In the last decade, more attention has been paid to the design of greener aero engines. One of the goals of Avio Aero is to reduce the impact of jet engines and thus contribute to re-build a greener world. To achieve this important objective, aeronautical companies are working to design newer key components leveraging advanced simulation processes that are powered with the ultimate HPC technology permit to produce more precise and reliable results. The ACROSS project gives to Avio Aero and partners the opportunity to exploit the most advanced technology in the HPC area and, thanks to it, overcome the limitation of the current design process bringing more accurate simulation.

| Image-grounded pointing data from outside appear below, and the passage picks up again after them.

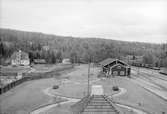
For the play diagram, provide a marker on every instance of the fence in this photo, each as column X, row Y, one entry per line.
column 11, row 85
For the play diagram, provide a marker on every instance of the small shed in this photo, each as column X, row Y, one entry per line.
column 20, row 58
column 115, row 67
column 39, row 61
column 66, row 61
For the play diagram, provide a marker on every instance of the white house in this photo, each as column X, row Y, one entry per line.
column 20, row 58
column 66, row 61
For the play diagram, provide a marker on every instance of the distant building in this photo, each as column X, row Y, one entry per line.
column 115, row 67
column 66, row 61
column 20, row 58
column 39, row 61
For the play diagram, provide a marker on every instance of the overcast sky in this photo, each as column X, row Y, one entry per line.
column 129, row 20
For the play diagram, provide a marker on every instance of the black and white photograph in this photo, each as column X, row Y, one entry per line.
column 83, row 56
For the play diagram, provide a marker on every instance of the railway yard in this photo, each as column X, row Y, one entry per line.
column 144, row 93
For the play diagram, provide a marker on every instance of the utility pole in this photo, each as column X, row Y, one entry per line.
column 88, row 77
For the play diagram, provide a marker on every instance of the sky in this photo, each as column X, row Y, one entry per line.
column 127, row 20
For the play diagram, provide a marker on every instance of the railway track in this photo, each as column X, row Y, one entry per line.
column 160, row 77
column 100, row 104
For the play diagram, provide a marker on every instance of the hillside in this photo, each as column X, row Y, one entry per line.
column 40, row 45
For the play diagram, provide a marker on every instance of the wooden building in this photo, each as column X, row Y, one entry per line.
column 20, row 58
column 115, row 67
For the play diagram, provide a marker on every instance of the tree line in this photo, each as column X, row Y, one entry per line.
column 54, row 48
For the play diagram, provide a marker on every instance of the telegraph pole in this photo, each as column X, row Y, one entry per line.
column 88, row 77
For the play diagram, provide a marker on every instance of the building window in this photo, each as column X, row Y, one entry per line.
column 118, row 67
column 122, row 73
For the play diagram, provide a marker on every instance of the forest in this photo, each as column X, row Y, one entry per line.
column 54, row 48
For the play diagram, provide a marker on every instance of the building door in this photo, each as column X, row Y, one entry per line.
column 115, row 73
column 122, row 73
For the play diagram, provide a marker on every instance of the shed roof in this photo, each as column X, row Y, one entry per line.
column 106, row 61
column 110, row 60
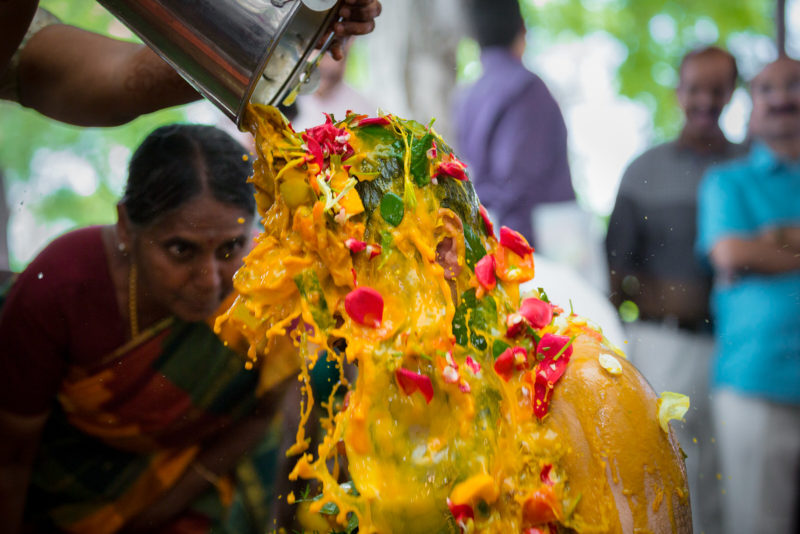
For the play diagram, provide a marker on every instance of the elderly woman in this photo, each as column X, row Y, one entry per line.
column 120, row 410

Supported by Morfo, the University of Florence, and the University of Genova, Avio Aero provided two test cases to the ACROSS project. The first pilot proposes an innovative design process for low-pressure turbine blades. The goal is to develop an advanced AI-based design system aimed at reducing the time-to-design by 50% and better predicting turbine efficiency which is translated into a reduction of specific fuel consumption. This test case will take advantage of modern AI techniques and high-performance data analytics (HPDA). As a task of the simulation workflow, this pilot can leverage the exploitation of advanced artificial neural networks to build a solution space suited for low-pressure turbine blades that operate in a wide range of conditions. The new data-centric environment will be based on multi-fidelity CFD results (combining URANS and LES calculations) and it will be driven by AI to face a multidimensional, multi-objective, and highly constrained optimization problem. When the design system will be validated it will be very fast to obtain the geometry optimal candidate by querying the previously trained ANN.

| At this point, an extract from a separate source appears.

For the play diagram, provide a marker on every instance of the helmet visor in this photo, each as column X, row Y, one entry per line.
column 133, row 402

The second pilot aims to introduce a novel approach for the design of combustion chamber cooling systems. For the correct prediction of the temperatures, an accurate solution of the velocity field, of the combustion reaction, of the heat exchanged by conduction and radiation is essential. To allow the correct modeling of the physical phenomena just introduced in a consistent way with the times dictated by the industrial sector it is necessary to adopt multi-physics and multi-scale approaches. The expected results are the correct prediction of metal component temperatures combined with a 30-50% reduction in design time.
This pilot consists of an advanced CFD tool developed within the Ansys fluent platform using user-defined functions and python scripts. A specific solver will be adopted for each previously introduced physical phenomenon to ensure that it is solved as efficiently as possible, this is the reason for which the greatest effort will be concentrated on the management of data exchange between the different solvers.

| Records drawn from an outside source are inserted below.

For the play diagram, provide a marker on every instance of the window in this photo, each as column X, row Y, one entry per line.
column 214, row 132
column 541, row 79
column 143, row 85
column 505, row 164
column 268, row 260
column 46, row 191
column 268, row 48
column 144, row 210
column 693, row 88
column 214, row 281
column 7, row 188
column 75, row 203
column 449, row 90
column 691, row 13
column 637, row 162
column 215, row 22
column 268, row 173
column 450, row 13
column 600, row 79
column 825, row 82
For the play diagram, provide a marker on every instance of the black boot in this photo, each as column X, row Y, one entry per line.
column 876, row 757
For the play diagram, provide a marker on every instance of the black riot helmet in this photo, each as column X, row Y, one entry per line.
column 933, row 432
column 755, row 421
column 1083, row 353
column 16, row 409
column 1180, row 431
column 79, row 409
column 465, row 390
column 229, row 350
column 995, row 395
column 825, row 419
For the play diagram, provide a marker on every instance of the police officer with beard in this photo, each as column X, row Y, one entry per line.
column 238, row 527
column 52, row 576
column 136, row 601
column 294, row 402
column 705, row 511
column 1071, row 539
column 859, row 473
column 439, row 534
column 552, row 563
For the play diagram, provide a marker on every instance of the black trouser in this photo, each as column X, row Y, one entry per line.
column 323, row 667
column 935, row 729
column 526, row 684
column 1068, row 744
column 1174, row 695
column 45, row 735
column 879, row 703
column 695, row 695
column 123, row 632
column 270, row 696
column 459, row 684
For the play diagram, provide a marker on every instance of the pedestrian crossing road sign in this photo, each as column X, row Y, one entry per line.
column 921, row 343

Both Avio Aero pilots are very hardware consuming but ACROSS project is providing really powerful infrastructure. The turbine use case is running on the Galileo100 cluster made available by CINECA that has a theoretical peak of 3.5 TFlops/s. The second pilot is taking advantage of two supercomputers offered by IT4I named Karolina and Barbora with a theoretical peak of 15.7 Pflops/s and 849 Tflops/s respectively.
Finally, the Experimental R&D cluster provided by Atos will be exploited to further improve the performance of the AI part by leveraging high-performing AI-acceleration devices like NNPs, VPUs, and even neuromorphic emulators/simulators.